Angela Davis was on the FBI’s Ten Most Wanted list in 1970. She was acquitted of all charges. She became a professor. She wrote books that changed how America thinks about prisons. She is still alive, still fighting, and still right (the establishment must be getting tired of being wrong about her).
prison abolition. Not prison reform (better food, better conditions, better guards). Abolition. Tear the whole fucking system down. Davis argues that prisons do not exist to stop crime. They exist to manage social problems the ruling class does not want to solve. Poverty, addiction, mental illness, homelessness. Instead of building housing and healthcare, America builds cages.

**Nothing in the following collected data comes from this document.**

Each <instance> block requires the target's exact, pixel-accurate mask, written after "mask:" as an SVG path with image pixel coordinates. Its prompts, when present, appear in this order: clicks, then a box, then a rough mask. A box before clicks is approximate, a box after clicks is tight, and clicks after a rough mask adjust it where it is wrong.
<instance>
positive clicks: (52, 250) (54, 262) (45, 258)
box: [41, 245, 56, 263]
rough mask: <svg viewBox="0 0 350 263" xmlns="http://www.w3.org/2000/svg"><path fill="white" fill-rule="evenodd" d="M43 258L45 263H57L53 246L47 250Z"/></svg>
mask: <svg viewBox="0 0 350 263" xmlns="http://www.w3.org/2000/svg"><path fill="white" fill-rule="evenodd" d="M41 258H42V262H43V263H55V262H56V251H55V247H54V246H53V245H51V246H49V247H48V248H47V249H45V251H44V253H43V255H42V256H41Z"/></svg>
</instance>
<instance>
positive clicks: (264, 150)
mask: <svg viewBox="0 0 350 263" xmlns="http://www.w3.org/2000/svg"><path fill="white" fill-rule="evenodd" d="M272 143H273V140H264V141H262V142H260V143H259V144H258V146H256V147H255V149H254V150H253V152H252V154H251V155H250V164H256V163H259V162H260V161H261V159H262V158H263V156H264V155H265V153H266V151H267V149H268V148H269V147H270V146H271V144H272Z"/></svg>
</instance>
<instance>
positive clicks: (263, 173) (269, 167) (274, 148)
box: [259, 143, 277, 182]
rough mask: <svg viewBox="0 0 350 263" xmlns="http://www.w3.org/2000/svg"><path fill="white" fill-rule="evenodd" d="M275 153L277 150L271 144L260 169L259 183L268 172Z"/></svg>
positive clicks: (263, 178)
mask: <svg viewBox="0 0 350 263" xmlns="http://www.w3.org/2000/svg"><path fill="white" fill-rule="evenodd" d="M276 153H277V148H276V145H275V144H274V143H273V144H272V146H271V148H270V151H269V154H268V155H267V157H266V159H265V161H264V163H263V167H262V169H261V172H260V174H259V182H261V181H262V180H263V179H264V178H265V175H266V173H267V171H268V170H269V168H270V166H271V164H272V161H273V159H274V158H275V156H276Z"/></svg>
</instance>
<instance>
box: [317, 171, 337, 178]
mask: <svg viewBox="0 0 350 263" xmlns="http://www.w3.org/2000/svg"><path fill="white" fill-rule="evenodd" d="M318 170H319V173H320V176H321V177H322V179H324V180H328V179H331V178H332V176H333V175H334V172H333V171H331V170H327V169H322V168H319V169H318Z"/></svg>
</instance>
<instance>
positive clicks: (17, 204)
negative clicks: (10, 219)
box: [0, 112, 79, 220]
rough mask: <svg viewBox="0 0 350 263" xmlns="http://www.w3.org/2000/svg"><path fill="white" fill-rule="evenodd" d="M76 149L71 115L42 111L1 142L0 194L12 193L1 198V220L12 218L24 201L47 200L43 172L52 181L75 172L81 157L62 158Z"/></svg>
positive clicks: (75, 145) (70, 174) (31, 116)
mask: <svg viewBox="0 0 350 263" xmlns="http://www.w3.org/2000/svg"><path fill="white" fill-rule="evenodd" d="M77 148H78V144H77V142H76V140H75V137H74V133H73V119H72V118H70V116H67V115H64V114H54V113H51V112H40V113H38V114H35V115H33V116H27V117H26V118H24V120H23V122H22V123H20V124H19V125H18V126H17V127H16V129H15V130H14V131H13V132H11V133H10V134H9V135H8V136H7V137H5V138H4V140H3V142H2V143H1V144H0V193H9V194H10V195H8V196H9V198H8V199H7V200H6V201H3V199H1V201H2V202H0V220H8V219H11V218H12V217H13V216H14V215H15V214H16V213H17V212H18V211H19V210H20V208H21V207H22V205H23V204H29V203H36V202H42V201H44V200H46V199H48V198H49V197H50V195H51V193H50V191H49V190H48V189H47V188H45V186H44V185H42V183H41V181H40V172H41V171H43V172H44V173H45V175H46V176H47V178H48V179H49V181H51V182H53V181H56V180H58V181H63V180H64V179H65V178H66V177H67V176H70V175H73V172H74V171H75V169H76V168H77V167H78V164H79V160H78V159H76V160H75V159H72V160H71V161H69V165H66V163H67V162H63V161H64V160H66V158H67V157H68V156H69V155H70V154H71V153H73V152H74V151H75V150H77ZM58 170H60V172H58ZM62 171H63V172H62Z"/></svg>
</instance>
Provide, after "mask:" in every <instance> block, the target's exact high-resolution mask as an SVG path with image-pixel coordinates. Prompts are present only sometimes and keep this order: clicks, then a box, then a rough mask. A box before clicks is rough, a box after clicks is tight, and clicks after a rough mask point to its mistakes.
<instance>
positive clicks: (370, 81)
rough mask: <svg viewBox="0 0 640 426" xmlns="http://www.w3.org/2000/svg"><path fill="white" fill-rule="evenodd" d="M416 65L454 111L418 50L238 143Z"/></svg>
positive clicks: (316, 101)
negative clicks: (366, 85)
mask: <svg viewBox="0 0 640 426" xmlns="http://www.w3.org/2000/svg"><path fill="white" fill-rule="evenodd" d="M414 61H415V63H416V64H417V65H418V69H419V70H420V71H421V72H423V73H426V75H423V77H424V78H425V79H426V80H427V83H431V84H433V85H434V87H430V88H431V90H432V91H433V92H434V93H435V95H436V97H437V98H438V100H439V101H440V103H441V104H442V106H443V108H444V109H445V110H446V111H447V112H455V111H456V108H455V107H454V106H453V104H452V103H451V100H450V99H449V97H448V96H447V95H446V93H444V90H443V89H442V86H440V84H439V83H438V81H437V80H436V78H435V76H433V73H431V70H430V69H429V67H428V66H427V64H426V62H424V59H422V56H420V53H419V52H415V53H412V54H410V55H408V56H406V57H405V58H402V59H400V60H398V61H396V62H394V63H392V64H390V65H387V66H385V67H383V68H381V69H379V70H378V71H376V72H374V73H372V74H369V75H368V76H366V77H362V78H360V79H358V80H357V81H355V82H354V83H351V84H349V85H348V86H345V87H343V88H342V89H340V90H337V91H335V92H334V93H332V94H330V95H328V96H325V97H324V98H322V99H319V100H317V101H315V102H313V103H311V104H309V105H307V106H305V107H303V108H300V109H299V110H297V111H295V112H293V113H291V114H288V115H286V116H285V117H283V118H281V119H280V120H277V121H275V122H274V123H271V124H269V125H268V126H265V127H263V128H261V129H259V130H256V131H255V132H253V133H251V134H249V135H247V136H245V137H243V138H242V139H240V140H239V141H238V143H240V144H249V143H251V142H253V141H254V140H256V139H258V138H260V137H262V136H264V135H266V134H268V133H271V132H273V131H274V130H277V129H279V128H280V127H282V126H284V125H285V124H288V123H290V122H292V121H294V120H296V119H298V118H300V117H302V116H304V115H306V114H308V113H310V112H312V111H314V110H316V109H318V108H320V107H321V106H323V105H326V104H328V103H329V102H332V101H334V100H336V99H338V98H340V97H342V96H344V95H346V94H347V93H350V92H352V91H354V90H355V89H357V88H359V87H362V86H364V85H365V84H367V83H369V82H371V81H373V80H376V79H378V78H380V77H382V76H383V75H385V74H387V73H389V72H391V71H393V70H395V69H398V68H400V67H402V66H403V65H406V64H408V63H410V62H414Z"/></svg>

Are Prisons Obsolete? (2003) is the shortest and clearest argument for abolition you will ever read. Davis walks through the history of prisons from their roots in slavery (the 13th Amendment explicitly allows slavery as punishment for a crime, and guess who gets punished most) to the modern prison-industrial complex.
She was in the Black Panther Party and the Communist Party USA. She was fired from UCLA for her politics. She ran for Vice President on the Communist ticket in 1980 and got 50,000 votes (which is 50,000 more than you got). She is a professor at UC Santa Cruz. She has spent her whole life proving you can be both an intellectual and an activist. You do not have to choose.
Starter book: Are Prisons Obsolete? (2003). Read it in a weekend.